İşte, bizim de tam demek istediğimiz budur; Yukarıda ifâde buyurduklarınızın tamamı kelime kelime, niyettir. Kâmet’le birlikte, kıyâm’da, ayrıca, “Lisan ile Nutk,” (Terkîp ve Ta’bir bana aid değil, İmam-ı Rabbânî (k.s.) Efendi Hazretlerine aid’dir.) bid’attir. 

Bütün fıkıh kitap’larında ve ilmihaller’de, aslında niyetin, kalbin iradesi olduğu, lisan ile nutk’un aslında bid’at olduğu ve fakat, kalbî iradeye lisan ile nutkun da ilâve edilmesinin, gönül ve dil birliği bakımından, güzel olduğu, bid’at olmasına bid’attir, fakat, Bid’at-i Hasene’dir,” diyorlar. 
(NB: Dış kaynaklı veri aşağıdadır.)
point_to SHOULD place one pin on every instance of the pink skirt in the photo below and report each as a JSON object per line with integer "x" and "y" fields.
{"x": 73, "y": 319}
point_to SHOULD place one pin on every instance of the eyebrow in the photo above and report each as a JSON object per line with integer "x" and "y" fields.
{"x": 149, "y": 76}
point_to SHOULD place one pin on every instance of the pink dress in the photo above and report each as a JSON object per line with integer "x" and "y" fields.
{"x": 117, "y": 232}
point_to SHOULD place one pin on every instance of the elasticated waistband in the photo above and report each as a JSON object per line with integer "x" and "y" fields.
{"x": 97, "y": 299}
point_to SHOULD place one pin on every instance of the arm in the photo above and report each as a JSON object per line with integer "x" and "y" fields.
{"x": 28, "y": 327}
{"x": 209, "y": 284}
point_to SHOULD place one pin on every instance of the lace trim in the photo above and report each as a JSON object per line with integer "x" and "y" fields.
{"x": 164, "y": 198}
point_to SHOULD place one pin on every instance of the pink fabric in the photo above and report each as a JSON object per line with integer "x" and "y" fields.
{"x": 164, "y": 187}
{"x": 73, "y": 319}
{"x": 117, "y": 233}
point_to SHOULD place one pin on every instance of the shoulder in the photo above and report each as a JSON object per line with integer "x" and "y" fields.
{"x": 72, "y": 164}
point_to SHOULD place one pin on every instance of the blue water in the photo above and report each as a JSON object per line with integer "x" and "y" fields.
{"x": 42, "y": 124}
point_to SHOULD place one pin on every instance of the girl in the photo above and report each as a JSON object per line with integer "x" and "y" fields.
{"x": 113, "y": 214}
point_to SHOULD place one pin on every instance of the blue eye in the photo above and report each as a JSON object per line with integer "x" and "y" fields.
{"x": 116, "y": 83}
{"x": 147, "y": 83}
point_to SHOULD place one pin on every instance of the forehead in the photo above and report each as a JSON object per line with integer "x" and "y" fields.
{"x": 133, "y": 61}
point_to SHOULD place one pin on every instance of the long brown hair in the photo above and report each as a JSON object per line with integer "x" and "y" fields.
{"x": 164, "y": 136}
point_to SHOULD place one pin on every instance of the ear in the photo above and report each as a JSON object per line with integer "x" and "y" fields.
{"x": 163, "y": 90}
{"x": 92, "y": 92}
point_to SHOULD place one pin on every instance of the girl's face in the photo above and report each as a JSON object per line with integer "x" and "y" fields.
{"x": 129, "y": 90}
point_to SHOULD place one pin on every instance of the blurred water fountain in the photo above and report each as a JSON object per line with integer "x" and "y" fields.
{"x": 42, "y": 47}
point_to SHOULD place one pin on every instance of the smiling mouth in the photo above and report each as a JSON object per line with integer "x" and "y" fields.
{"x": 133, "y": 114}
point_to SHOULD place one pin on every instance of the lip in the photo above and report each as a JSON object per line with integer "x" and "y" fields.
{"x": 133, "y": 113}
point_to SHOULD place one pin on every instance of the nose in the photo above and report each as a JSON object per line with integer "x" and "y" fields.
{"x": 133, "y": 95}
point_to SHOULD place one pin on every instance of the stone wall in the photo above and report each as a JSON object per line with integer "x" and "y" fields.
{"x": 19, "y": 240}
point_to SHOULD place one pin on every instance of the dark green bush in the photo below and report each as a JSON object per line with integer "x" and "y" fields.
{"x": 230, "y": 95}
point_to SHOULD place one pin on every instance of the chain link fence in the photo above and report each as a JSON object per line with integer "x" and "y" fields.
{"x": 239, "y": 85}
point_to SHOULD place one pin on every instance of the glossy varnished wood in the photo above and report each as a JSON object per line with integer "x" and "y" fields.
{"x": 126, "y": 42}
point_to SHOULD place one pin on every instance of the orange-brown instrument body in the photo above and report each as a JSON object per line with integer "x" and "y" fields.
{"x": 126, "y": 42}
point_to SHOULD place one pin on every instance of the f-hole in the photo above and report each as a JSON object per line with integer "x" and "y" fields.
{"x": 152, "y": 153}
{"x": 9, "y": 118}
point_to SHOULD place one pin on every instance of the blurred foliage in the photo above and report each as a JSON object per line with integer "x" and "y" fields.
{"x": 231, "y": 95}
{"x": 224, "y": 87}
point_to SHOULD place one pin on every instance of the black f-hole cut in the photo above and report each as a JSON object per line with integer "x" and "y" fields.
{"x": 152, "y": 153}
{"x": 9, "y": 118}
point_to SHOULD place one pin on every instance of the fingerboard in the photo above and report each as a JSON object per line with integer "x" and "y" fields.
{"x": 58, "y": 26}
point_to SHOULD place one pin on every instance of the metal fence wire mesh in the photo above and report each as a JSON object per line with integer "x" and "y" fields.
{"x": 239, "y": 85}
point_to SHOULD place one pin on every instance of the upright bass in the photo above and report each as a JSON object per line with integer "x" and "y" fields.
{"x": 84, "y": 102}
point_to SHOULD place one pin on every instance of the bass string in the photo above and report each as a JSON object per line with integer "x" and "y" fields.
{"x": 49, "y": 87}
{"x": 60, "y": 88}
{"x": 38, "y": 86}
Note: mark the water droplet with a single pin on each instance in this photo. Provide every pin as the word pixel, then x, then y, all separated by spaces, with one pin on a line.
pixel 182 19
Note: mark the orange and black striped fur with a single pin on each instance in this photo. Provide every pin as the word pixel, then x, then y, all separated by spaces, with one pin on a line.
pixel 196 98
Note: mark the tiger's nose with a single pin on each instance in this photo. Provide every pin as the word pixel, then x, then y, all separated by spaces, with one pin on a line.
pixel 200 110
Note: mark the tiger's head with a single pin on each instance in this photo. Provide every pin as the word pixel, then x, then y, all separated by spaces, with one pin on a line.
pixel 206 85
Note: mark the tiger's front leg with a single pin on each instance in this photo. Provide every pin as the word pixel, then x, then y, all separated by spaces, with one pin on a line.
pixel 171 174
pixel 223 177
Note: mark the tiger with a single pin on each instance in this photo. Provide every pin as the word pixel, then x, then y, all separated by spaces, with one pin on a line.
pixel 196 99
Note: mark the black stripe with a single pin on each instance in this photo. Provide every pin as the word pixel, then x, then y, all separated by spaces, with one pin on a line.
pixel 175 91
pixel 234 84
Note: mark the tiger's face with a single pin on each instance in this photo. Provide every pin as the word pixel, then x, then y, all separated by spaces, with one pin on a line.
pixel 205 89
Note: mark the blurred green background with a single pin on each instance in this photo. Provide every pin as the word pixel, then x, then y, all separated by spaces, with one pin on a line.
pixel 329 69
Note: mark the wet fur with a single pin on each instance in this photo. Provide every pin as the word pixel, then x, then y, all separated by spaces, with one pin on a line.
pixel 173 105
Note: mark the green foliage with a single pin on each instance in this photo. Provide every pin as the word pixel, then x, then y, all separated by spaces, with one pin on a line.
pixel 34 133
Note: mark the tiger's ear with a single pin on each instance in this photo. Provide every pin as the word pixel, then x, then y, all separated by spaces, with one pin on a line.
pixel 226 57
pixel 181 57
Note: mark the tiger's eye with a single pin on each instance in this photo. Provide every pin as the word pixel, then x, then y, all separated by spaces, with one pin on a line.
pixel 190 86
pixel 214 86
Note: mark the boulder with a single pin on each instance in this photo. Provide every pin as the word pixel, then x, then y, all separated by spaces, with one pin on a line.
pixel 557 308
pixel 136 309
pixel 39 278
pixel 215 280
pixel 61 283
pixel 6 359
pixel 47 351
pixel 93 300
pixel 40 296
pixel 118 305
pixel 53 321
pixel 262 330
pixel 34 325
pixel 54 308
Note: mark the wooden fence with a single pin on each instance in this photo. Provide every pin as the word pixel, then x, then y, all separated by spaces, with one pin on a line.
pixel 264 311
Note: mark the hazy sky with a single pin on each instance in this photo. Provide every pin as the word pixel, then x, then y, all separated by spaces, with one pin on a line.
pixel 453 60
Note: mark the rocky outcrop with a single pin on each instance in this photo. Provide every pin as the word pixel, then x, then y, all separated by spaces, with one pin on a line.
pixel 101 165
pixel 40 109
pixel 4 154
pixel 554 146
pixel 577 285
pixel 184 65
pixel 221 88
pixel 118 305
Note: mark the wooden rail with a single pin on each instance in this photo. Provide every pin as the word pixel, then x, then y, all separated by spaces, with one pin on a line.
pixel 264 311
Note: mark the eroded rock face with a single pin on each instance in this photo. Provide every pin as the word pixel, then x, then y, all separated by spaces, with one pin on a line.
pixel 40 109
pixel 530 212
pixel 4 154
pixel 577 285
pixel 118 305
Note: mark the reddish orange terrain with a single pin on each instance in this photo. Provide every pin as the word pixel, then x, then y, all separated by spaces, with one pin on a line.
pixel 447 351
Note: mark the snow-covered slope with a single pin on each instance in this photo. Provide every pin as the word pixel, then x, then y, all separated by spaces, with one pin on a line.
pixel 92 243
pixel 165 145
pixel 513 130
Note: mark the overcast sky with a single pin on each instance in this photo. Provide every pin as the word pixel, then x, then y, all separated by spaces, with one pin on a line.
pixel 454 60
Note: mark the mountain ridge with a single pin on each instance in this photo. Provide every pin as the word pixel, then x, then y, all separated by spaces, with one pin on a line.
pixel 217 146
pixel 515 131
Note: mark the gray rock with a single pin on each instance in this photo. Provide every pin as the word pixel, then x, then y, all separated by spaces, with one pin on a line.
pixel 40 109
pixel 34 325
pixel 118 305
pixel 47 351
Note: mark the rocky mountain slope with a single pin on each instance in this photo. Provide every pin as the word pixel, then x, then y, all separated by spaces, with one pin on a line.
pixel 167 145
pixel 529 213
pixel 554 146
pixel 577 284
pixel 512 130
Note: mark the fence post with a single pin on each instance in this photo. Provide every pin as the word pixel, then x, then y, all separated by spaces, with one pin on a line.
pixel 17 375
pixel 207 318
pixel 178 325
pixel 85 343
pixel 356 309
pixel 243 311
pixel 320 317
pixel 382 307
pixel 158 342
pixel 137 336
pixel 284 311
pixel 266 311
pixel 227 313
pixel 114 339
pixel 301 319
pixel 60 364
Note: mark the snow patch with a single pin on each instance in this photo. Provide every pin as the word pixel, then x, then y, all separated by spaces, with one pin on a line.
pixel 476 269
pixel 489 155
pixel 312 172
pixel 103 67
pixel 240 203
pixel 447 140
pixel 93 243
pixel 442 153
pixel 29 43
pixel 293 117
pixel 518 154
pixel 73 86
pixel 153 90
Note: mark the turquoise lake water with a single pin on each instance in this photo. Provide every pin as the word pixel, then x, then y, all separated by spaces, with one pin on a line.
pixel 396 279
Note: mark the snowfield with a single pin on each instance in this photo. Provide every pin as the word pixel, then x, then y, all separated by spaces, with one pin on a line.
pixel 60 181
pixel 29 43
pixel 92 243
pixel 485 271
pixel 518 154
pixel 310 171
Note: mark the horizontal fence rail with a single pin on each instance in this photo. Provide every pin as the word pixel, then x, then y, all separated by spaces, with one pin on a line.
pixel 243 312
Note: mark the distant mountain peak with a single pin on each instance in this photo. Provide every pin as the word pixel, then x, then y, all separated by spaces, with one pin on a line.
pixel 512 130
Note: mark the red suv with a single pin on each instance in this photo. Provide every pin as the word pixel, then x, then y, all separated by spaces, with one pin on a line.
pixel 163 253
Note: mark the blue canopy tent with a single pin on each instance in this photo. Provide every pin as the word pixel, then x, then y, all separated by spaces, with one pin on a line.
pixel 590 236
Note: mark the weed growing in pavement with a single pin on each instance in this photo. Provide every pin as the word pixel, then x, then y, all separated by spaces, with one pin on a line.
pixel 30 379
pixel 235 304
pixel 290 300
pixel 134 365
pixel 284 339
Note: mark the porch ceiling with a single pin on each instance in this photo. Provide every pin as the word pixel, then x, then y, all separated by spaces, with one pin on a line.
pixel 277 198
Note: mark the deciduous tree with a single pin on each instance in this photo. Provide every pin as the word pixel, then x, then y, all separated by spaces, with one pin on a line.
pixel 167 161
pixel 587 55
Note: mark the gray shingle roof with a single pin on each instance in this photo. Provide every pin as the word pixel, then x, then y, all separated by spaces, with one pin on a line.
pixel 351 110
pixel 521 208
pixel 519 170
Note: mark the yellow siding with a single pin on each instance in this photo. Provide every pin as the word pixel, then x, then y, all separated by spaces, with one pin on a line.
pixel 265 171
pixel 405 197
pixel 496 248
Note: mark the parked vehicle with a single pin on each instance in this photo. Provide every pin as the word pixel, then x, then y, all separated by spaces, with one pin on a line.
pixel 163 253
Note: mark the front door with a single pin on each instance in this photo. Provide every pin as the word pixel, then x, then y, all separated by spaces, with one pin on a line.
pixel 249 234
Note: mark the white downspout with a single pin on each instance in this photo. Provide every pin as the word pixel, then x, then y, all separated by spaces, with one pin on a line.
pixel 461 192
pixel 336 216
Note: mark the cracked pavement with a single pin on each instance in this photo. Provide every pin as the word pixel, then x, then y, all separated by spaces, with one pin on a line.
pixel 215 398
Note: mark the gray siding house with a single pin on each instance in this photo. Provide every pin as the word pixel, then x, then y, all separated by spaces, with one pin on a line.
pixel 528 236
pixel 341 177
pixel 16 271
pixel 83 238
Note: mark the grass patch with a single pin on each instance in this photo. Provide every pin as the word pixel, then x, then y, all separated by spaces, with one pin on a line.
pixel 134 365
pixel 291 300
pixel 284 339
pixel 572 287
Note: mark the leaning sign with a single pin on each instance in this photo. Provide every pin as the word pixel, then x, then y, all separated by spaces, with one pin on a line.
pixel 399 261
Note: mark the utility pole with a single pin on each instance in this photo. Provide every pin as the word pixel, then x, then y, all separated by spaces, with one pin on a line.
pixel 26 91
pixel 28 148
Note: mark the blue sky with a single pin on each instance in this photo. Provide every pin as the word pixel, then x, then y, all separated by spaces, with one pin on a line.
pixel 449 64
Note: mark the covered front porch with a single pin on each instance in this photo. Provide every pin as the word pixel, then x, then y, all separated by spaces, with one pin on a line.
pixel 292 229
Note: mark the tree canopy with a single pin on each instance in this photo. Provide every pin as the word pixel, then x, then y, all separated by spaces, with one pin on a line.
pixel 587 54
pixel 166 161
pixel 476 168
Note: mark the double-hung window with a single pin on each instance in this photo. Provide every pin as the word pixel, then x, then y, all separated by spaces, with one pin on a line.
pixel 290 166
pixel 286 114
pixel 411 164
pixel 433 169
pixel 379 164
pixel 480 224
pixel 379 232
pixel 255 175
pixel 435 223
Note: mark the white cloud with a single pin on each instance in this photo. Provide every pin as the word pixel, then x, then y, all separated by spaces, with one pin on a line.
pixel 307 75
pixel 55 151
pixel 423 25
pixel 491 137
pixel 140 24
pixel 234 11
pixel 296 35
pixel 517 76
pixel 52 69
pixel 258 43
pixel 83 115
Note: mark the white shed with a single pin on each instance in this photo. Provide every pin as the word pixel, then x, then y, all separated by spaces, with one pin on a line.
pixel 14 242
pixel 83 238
İmam-ı Rabbânî, Müceddid-i Elf-i Sânî (k.s.) Efendi Hazret’leri: 

“Bunun gibi, ba’zı alimler, İrade-i Kalbiye ile birlikte lisan ile nutku da güzel ad’detmişlerdir. Halbuki, ne sahîh ve ne zayıf hiçbir rivâyette, ne Nebî salla’llâhu aleyhi ve sellem’den, ne onun Ashâb-ı Kiramından ve ne de, Tâbiîn-i I’zâm’dan rivayet vardır. Şüphesiz onlar kıyam’ın akabinde hemen, Tahrimiye Tekbirini alırlardı. Öyleyse, lisan ile nutk, bid’attir. Ba’zıları bunun Bid’at-i Hasene olduğunu söylemişseler de, bu Fakîr der ki, bu bid’at, sünneti kaldırmadan ziyâde, farzı ortadan kaldıran bir bid’attir. Çünkü, insan’ların çoğu, gafletten uzaklaşıp Cinân ile (kalbiyle, ruhuyla) niyete hazırlanmak yerine, sadece lisan ile nutk’la yetindikleri için, aslında, farz olan kalbî niyet, bilkülliye, terk edildiği için, farz terk olunmuş olacağı için namazın fesadını iktiza eder.” buyurur. 

(Mektûbât-ı Kudsiyye Cild.1/Sahife 160/M.186)

Aziz Kardeşim. Bendenizden beklediğiniz cevap, çok daha muvazzah olarak, Sizin Yorumunuzdan ve İmam-ı Rabbânî Hazret’lerinin Mektûbât’ından gelmiştir. Lütfen, kabûl buyurunuz, Efendim... 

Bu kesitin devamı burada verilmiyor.